I think it is because they are enormously talented and I try not to get in their way. They bring so much energy to the live performance and of course I have been working with Mike in the studio for quite a few records now. His perspective on music in general is so unique. The way he applies he applies his musicianship … I can’t think of anybody else who does it quite like him. You can really give him the most unusual and lightest direction and he will go into it with such enthusiasm and the results are always artistic and musical, and very importantly, all supporting the material that he is working with. That’s a unique gift because some people can only play their own music and then other people can only play what they are told to play. Each one of these guys has the ability to absorb the music as a task that you give them. Then when you say make your part up by yourself, they seem to be able to have a natural affinity to be able to do that while still supporting each individual song as a unique piece of music. That is why I have enjoyed playing with them so much. Of course Joe is new to the band but he, along with Bryan and Mike have been playing together for over 15 years, so I am kind of like the new guy in the band.

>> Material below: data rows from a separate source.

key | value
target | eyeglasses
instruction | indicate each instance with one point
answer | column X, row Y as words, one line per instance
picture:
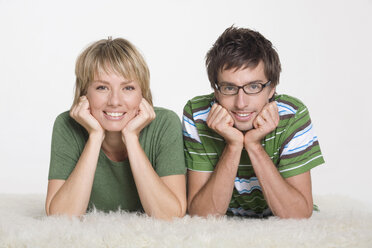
column 249, row 89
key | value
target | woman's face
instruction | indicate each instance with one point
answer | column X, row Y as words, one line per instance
column 113, row 100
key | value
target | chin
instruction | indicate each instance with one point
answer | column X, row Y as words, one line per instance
column 113, row 128
column 243, row 128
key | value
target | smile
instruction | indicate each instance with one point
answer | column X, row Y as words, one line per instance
column 114, row 114
column 242, row 116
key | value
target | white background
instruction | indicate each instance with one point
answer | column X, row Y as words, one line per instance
column 324, row 46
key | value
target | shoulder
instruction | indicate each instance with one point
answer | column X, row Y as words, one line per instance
column 163, row 114
column 288, row 103
column 198, row 103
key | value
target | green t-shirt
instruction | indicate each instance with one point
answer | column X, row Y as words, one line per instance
column 113, row 185
column 292, row 146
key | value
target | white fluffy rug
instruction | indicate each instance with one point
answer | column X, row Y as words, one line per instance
column 341, row 222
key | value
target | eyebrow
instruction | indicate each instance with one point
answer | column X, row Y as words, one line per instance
column 232, row 84
column 106, row 82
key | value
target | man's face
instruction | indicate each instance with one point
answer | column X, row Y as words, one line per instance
column 243, row 107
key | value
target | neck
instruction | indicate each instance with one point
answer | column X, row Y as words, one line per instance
column 114, row 147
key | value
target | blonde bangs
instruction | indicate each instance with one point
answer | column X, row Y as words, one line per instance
column 117, row 56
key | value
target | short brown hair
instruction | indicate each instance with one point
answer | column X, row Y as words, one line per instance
column 118, row 56
column 242, row 48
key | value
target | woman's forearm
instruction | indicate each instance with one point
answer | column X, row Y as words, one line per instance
column 73, row 197
column 158, row 200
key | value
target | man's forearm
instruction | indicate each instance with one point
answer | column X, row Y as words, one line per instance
column 214, row 197
column 284, row 200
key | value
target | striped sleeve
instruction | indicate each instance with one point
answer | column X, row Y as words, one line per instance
column 196, row 156
column 300, row 150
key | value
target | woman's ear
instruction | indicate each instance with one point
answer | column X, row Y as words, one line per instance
column 272, row 94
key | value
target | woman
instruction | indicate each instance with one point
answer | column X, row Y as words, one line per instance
column 113, row 149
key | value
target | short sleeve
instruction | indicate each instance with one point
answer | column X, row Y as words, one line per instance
column 169, row 147
column 300, row 150
column 199, row 155
column 66, row 147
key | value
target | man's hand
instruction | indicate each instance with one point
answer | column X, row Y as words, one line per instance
column 144, row 116
column 221, row 121
column 265, row 122
column 80, row 112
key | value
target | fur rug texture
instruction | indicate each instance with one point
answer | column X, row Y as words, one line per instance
column 341, row 222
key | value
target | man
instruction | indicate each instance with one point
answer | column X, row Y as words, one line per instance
column 249, row 151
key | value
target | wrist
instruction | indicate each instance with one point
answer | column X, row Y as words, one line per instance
column 99, row 136
column 234, row 147
column 128, row 137
column 253, row 146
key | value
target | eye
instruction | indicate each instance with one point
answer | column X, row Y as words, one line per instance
column 228, row 88
column 254, row 87
column 101, row 87
column 129, row 88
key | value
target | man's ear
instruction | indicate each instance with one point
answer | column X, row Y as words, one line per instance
column 216, row 96
column 272, row 93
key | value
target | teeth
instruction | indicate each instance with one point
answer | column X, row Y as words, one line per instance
column 242, row 115
column 113, row 114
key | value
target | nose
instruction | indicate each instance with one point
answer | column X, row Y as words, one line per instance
column 114, row 98
column 241, row 99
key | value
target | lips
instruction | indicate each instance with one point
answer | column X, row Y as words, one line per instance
column 242, row 116
column 114, row 115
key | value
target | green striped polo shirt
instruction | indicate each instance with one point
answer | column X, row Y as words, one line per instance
column 292, row 146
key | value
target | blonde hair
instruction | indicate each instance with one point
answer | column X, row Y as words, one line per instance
column 118, row 56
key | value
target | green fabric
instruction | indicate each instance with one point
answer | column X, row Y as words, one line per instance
column 113, row 185
column 285, row 146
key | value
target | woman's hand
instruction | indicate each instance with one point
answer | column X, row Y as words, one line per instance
column 80, row 112
column 144, row 116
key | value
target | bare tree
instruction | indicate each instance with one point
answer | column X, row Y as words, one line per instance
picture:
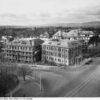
column 24, row 71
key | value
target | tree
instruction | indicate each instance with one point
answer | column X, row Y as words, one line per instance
column 24, row 71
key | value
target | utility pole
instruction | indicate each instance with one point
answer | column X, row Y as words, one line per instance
column 40, row 84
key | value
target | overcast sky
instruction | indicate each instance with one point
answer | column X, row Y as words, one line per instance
column 41, row 12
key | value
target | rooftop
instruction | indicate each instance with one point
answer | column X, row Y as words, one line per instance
column 63, row 43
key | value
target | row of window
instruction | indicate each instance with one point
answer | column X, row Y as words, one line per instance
column 53, row 48
column 54, row 59
column 14, row 57
column 19, row 53
column 19, row 47
column 54, row 54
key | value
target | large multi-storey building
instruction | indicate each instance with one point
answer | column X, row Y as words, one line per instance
column 65, row 52
column 24, row 50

You tour with numerous guitars but if you were forced to use only one, which would you pick?
It would either be the new chrome guitar or the new red guitar, one of my signature models from Ibanez. They feel so comfortable to me. We have spent over 30 years refining this JS guitar and I can play just about anything from my catalogue on them.

Will we see you at the Winter NAMM Show in January promoting any new Joe Satriani products?
I am not sure. I know I am going to be down in the neighbourhood because we are doing a G4 experience in Palm Springs on January 3rd but I am not sure I am going to stay down there during that period or not. I will have to check with some of my friends. Sometimes we stay out of each others way. If Steve Vai is going to be doing something new with Ibanez, then I will stay away and let him have the party. We’ll see what happens.

Well we look forward to partying with you and your band in Australia in November.
Yeah it’s going to be great. Thank you


Live Nation pre-sale begins 10am Monday, July 30 until 10am Wednesday, August 1.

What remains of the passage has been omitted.